Badr Bellaj: «Ce type de faille est classique dans les systèmes de gestion de contenu»

Badr Bellaj
Expert en blockchain
Les fuites de données qui ont frappé la Caisse nationale de sécurité sociale (CNSS) relèvent davantage d’une faille d’architecture que d’un simple incident. Elles placent au centre du débat la question de la gouvernance numérique des services publics.
Pouvez-vous nous décrire le mode opératoire de l’auteur de l’intrusion ?

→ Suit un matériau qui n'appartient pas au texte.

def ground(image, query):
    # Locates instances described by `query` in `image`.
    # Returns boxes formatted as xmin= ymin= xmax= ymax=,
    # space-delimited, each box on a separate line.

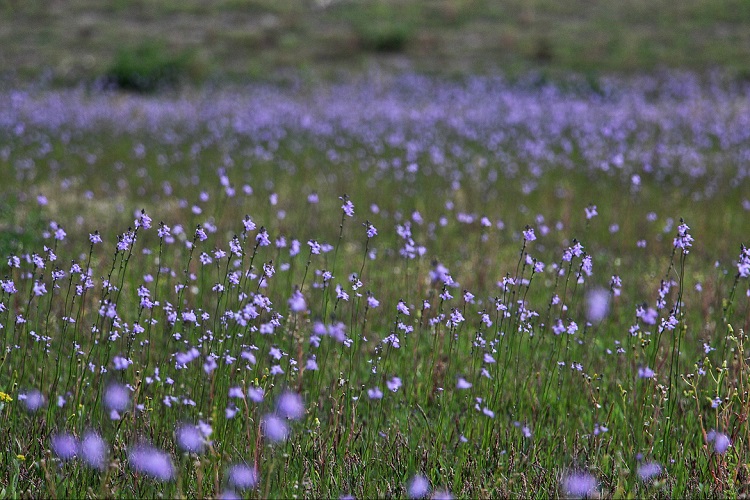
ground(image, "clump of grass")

L’une des théories consiste à dire que le hacktiviste a identifié une faille dans la couche frontend du système, en passant par Damancom. Il a pu extraire une quantité limitée de données, mais suffisante pour démontrer l’existence d’une brèche réelle. L’anomalie provenait d’un défaut non corrigé dans l’API de Damancom. Ce genre de vulnérabilité est fréquent avec les CMS comme Drupal, encore largement utilisés par les agences gouvernementales, malgré leurs fragilités connues en matière de mise à jour et de maintenance. Il se peut que l’anomalie provienne d’une configuration obsolète ou d’un composant mal intégré.
Est-il possible de cerner le profil de l’auteur ?
D’après son mode opératoire, il ne s’agit pas d’une attaque structurée ni d’un profil hautement spécialisé. L’intervenant n’est pas particulièrement expert. La dernière attaque réellement complexe reste celle qui avait ciblé le ministère des Affaires étrangères, il y a quelques années. Ici, tout indique une action isolée, davantage motivée par une logique de représailles numériques. C’est une forme de réplique à un précédent piratage ayant visé un compte Twitter algérien.
Où se situe, selon vous, la principale faille ?
Personne ne peut réellement le savoir mais l’analyse des métadonnées semble indiquer que les fichiers PDF utilisés, ainsi que les frameworks techniques embarqués dans la plateforme, sont obsolètes. Plusieurs composants présentent des vulnérabilités référencées, avec des niveaux de sévérité critiques. Ce type d’exposition, lié à l’utilisation de versions anciennes non patchées, constitue un angle mort récurrent dans la gestion des infrastructures numériques. C’est un problème aussi bien technique qu’organisationnel, qui appelle à une remise à plat des processus de supervision.